Did the Patriarch assist the KGB?
This would not on its own perhaps disqualify him, but surely you this is a question that should be answered.
November 30th, 2007 at 2:26 pm
Daniel Larison
There are several people who have claimed this, and there is supposed to be documentary evidence to support it. It appears that it is probably true. As the article from the National Catholic Reporter relates, this connection to the KGB was not exactly the sinister thing that Trevino makes it out to be:
“He was a young man with a future: In 1990 he was elected patriach of Moscow and of all Russia. After the ousting of Mikhail Gorbachev in August 1991, there was a brief period of glasnost in which the KGB archives were opened.
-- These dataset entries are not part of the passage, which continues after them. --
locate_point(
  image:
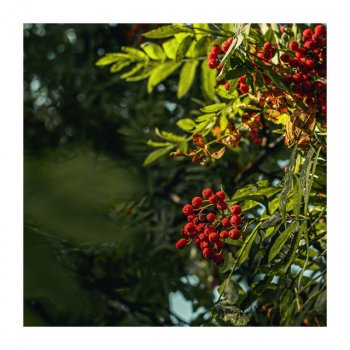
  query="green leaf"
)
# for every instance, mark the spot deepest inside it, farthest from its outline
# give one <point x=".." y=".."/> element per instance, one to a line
<point x="158" y="144"/>
<point x="169" y="136"/>
<point x="213" y="108"/>
<point x="167" y="31"/>
<point x="236" y="42"/>
<point x="223" y="122"/>
<point x="154" y="51"/>
<point x="243" y="253"/>
<point x="297" y="194"/>
<point x="170" y="47"/>
<point x="158" y="153"/>
<point x="271" y="220"/>
<point x="205" y="117"/>
<point x="288" y="183"/>
<point x="187" y="75"/>
<point x="294" y="246"/>
<point x="160" y="73"/>
<point x="109" y="58"/>
<point x="135" y="53"/>
<point x="183" y="47"/>
<point x="132" y="71"/>
<point x="186" y="124"/>
<point x="208" y="81"/>
<point x="116" y="67"/>
<point x="281" y="240"/>
<point x="235" y="73"/>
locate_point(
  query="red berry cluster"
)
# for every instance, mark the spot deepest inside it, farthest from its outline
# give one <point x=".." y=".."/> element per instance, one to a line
<point x="216" y="50"/>
<point x="209" y="223"/>
<point x="306" y="65"/>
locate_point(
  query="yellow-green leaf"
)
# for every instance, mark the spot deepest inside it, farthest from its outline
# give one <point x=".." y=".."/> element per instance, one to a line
<point x="187" y="75"/>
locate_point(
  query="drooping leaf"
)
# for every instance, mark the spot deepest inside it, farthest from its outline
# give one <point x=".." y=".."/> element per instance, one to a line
<point x="160" y="73"/>
<point x="167" y="31"/>
<point x="186" y="124"/>
<point x="170" y="47"/>
<point x="213" y="108"/>
<point x="281" y="240"/>
<point x="183" y="47"/>
<point x="158" y="153"/>
<point x="154" y="51"/>
<point x="243" y="253"/>
<point x="187" y="75"/>
<point x="208" y="81"/>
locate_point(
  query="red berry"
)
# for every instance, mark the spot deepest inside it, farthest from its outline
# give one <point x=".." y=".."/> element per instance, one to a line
<point x="212" y="56"/>
<point x="219" y="245"/>
<point x="222" y="205"/>
<point x="207" y="193"/>
<point x="213" y="199"/>
<point x="204" y="244"/>
<point x="226" y="222"/>
<point x="235" y="234"/>
<point x="300" y="53"/>
<point x="320" y="29"/>
<point x="189" y="228"/>
<point x="213" y="64"/>
<point x="224" y="234"/>
<point x="218" y="259"/>
<point x="213" y="237"/>
<point x="216" y="49"/>
<point x="293" y="62"/>
<point x="309" y="44"/>
<point x="284" y="57"/>
<point x="211" y="217"/>
<point x="242" y="79"/>
<point x="207" y="253"/>
<point x="235" y="209"/>
<point x="267" y="46"/>
<point x="190" y="217"/>
<point x="235" y="220"/>
<point x="187" y="209"/>
<point x="307" y="33"/>
<point x="293" y="45"/>
<point x="197" y="202"/>
<point x="182" y="242"/>
<point x="244" y="88"/>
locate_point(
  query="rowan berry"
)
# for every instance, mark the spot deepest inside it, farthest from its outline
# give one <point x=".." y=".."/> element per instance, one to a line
<point x="221" y="205"/>
<point x="187" y="209"/>
<point x="244" y="88"/>
<point x="190" y="227"/>
<point x="216" y="49"/>
<point x="207" y="193"/>
<point x="212" y="64"/>
<point x="293" y="45"/>
<point x="182" y="242"/>
<point x="307" y="33"/>
<point x="285" y="57"/>
<point x="320" y="29"/>
<point x="235" y="209"/>
<point x="197" y="202"/>
<point x="235" y="233"/>
<point x="235" y="220"/>
<point x="213" y="237"/>
<point x="207" y="253"/>
<point x="213" y="199"/>
<point x="218" y="259"/>
<point x="211" y="217"/>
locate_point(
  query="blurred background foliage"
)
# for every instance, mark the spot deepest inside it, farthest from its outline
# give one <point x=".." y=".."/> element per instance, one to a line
<point x="99" y="227"/>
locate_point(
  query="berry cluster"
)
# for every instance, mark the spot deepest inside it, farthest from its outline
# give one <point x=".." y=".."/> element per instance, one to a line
<point x="209" y="223"/>
<point x="306" y="65"/>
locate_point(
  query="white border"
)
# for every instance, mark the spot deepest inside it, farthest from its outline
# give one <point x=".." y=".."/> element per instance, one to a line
<point x="13" y="15"/>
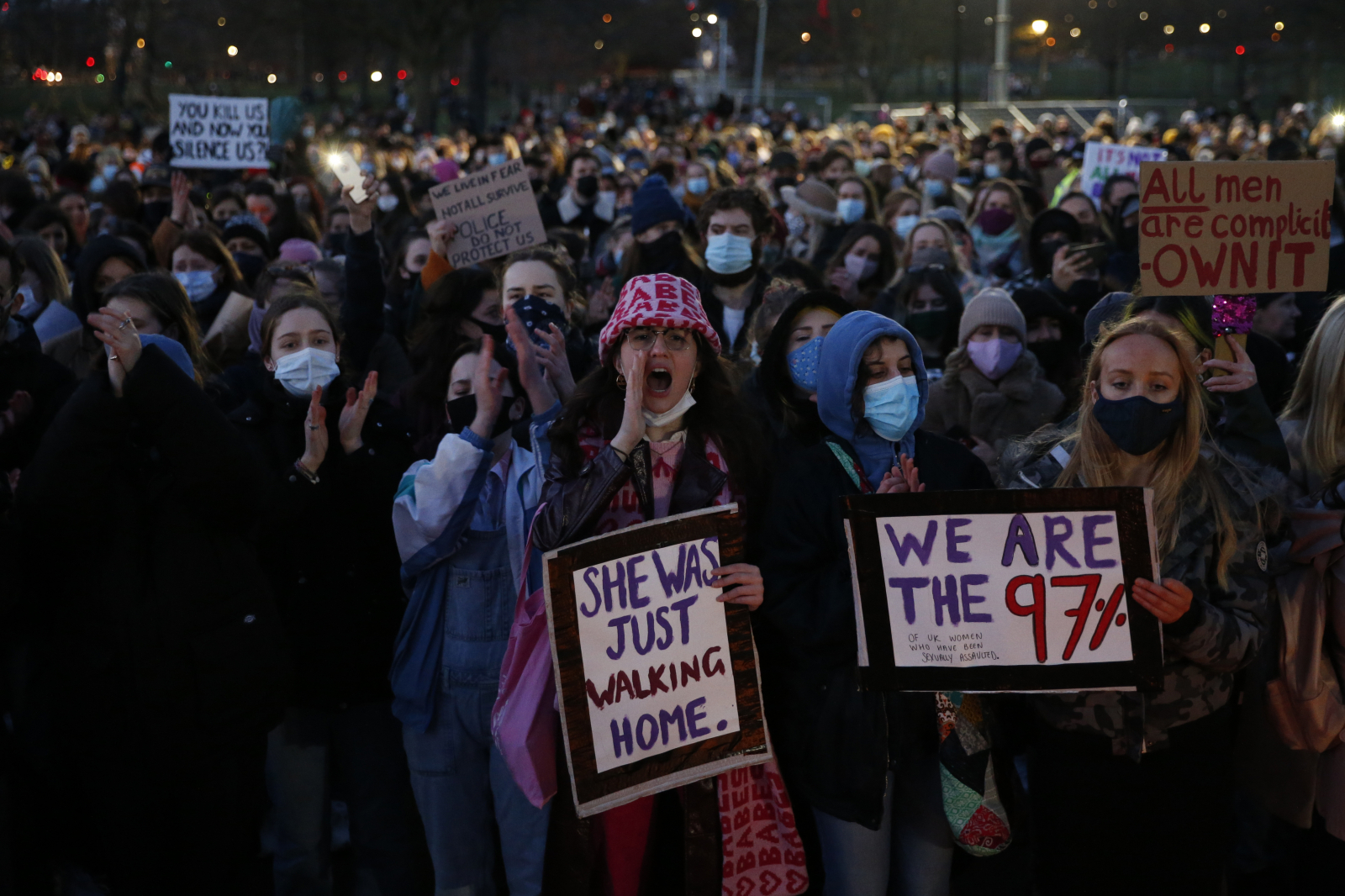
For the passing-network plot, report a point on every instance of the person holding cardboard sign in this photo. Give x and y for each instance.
(1150, 774)
(654, 430)
(867, 762)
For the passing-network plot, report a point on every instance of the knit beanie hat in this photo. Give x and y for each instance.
(992, 307)
(654, 203)
(941, 166)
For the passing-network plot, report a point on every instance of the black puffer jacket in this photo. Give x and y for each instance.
(329, 548)
(143, 599)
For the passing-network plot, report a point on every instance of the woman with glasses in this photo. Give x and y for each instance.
(656, 430)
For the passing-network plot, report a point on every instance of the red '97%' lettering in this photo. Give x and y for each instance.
(1037, 609)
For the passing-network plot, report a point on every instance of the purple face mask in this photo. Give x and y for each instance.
(994, 356)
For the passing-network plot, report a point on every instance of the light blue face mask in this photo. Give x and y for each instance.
(804, 365)
(728, 253)
(199, 284)
(891, 407)
(851, 210)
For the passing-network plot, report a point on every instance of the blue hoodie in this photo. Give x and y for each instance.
(837, 374)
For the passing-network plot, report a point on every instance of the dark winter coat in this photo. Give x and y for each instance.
(327, 548)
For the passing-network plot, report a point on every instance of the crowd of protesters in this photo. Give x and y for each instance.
(277, 475)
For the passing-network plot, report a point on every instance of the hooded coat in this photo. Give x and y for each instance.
(836, 741)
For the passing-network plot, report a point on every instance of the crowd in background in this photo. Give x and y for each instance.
(272, 468)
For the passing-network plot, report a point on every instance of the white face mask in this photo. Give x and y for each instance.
(672, 414)
(304, 370)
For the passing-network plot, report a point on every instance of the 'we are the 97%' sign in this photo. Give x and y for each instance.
(1004, 591)
(658, 678)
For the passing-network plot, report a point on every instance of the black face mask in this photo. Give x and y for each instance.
(662, 255)
(462, 414)
(587, 186)
(1138, 424)
(249, 266)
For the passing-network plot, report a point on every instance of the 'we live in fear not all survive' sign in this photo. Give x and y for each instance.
(1004, 589)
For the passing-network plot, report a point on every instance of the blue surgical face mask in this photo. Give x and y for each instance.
(851, 210)
(728, 253)
(199, 284)
(804, 365)
(903, 225)
(891, 407)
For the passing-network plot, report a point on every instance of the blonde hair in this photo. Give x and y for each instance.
(1183, 478)
(1318, 397)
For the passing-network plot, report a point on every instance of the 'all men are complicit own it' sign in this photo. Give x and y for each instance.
(658, 678)
(1005, 589)
(495, 213)
(219, 132)
(1215, 228)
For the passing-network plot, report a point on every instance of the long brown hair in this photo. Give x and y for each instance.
(1183, 478)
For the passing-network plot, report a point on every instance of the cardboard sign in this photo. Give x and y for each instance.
(1004, 589)
(495, 212)
(1208, 228)
(658, 680)
(219, 132)
(1105, 159)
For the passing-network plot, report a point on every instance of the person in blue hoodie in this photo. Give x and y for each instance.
(462, 529)
(867, 762)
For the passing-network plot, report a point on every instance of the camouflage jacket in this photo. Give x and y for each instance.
(1219, 634)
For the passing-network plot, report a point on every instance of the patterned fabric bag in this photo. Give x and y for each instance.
(970, 797)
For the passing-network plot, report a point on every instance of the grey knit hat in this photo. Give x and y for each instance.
(992, 307)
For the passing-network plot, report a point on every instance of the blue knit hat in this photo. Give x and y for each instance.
(654, 203)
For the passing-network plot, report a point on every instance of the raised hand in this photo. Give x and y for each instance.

Among the documents that tumbled out was the report “Blackbird”/Alexis wrote on his 1968 visit to Rome. It was published last year in the Italian geopolitical review Limes.
As he wrote it, he must surely have felt confident that it would never see the light of day. There is no need to be shocked by the fact that he wrote a report that today seems embarrassing. Only the super-high-minded judge him severely. His motive was to “save the Orthodox church.”
“We knew they had to do this,” Jesuit Fr. John Long, now rector of the Russicum, told NCR, “and sometimes when safe from bugs, say in a train; they would talk about this chore.” ”
*”Only the super high-minded judge him severely.”* That seems to be the right conclusion here. Trevino brings this item up to obscure or distract from the fact that the protest against Constantinople is based on an ecclesiological disagreement over the legitimacy of ecumenism. The Patriarch’s past associations have no real relevance to the restored unity of the Russian Church, as we know perfectly well. To resist or criticise the reconciliation because of such things is a mistake. For the sake of the pastoral good of a fully united Russian Church, oikonomia in such things is clearly preferable to misguided resistance over genuinely minor obstacles. The significance that one attaches to the report seems to be directly proportionate to one’s hostility to the Moscow Patriarchate as an institution. If our bishops did not regard this as any sort of impediment to reconciliation, I’m not sure why it is still an issue for anyone else.